Sıkıyönetim ilânının onanması ve süresinin uzatılması, şeklen karar adı ile ortaya çıkmakta ise de, bu yasama işlemi, maddî niteliği ve yapısı itibariyle bir kanun durumundadır. Vatandaşlar için uyulması zorunlu tasarrufların ancak kanun şeklinde yapılabileceği açık bir gerçektir. T. B. M. M. Birleşik Toplantısında ve karar adı .altında alınmış olsa da, vatandaşlar için uyulması mecburi tasarruf niteliğini taşıyan her yasama organı işleminin yargı denetimi içinde bulunması tabiîdir.
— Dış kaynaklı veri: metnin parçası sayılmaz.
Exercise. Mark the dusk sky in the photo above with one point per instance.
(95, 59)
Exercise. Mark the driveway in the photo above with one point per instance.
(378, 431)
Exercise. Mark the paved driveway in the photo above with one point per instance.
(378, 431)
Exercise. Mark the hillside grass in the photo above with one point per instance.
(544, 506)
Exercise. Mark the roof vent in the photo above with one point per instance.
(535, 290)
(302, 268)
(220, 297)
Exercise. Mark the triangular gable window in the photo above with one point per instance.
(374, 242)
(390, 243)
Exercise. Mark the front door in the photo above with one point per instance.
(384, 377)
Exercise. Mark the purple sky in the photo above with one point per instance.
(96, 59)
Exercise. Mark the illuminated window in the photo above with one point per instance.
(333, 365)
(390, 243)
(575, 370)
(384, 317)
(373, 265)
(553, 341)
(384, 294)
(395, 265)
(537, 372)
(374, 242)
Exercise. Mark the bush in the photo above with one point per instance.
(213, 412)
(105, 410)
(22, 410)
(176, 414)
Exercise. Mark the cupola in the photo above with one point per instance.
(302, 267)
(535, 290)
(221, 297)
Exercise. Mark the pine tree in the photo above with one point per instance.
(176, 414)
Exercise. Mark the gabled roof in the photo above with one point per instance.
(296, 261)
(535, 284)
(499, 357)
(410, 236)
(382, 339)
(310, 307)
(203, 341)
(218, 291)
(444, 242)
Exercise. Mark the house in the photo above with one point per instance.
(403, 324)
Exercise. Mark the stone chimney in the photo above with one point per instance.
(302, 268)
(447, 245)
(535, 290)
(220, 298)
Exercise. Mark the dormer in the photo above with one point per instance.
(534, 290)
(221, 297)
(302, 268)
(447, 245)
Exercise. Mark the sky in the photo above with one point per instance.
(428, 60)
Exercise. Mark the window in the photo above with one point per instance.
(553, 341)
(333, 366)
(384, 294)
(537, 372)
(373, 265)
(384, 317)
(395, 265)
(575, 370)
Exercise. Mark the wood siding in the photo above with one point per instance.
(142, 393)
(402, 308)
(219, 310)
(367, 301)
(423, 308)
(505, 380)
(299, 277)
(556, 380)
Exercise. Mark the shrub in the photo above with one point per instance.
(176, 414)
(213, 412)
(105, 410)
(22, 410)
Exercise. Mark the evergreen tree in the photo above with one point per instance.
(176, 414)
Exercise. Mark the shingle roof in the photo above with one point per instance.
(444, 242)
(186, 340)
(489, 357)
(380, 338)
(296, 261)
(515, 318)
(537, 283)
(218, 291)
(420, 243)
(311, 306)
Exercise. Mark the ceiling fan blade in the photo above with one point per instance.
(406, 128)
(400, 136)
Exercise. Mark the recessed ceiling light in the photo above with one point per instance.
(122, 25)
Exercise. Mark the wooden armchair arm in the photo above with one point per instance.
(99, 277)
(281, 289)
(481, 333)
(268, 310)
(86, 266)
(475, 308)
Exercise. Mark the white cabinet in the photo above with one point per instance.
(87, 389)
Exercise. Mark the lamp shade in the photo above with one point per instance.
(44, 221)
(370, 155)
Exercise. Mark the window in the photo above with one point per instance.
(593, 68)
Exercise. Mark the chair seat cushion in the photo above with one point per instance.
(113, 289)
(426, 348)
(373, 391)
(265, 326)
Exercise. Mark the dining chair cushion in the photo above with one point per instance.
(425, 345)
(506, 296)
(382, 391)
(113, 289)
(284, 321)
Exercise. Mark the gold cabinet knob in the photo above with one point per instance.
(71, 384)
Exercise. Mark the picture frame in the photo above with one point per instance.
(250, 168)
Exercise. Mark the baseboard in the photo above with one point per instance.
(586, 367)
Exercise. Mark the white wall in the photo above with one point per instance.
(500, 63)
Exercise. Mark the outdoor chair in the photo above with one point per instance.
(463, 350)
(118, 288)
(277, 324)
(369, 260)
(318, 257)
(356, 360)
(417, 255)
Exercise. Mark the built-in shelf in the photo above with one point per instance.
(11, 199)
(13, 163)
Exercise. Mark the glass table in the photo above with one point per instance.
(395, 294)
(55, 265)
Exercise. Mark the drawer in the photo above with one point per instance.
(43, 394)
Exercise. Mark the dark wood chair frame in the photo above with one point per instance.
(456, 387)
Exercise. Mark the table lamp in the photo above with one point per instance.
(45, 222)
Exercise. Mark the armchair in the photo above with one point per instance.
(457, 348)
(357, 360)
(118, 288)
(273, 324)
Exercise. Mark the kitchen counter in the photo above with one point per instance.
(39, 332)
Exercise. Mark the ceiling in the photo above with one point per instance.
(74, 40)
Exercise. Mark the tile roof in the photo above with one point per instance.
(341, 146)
Nitekim Anayasa Mahkemesinin Kuruluşu ve Yargılama Usulleri Hakkındaki Kanun'un geçici 5. maddesinin üçüncü fıkrası da, kanun adını taşımamakla beraber kanun mahiyetindeki sair metinlerin de Anayasa yargısına tabi tutulacaklarını belirtirken, hürriyetler sistemini ve Anayasa'nın üstünlüğü ilkesini sağlama bağlamak için sadece kanunların Anayasa yargısına tabi tutulacaklarını değil, kanun niteliğinde olan metinlerinde bu denetime konu olabileceklerini açıklamıştır. Sıkıyönetim ilânının onanması ve süresinin uzatılması gibi, bütün özgürlükleri bir süre için askıya alan veya kısıtlayan bir yasama işleminin yargı denetimi dışında bırakılabileceğini düşünmek, Anayasa'mızın temel ilkeleri ve getirdiği sistem karşısında mümkün değildir. Bu, Anayasa'mızın, hürriyetlerin genel rejimiyle ilgili 11/1 maddesinin, Hukuk Devleti ilkesinin (Md. 2) ve Devlet işlemlerinin yargısal denetimini öngören demokratik yapısının gereğidir.

2. Sebep unsuru yönünden :

Sıkıyönetim ilânı ancak Anayasa'nın 124. maddesinde tahdidi olarak tespit edilmiş bulunan sebeplerden hiç değilse birisinin gerçekleşmesiyle mümkündür.

16 Haziran olayları üzerine Sıkıyönetim ilân edilirken, Hükümet, bu olayları ayaklanma olarak nitelendirmiş, T. B. M. M. de aynı görüşü savunmuş ve yasama organı da sıkıyönetim kararını onaylamakla aynı görüşe katılmıştır. 16 Haziran olayları ayaklanma olarak nitelendirilerek sıkıyönetim ilân edildiğine göre, bu olayların gerçekten ayaklanma olup olmadığının tespiti zorunludur.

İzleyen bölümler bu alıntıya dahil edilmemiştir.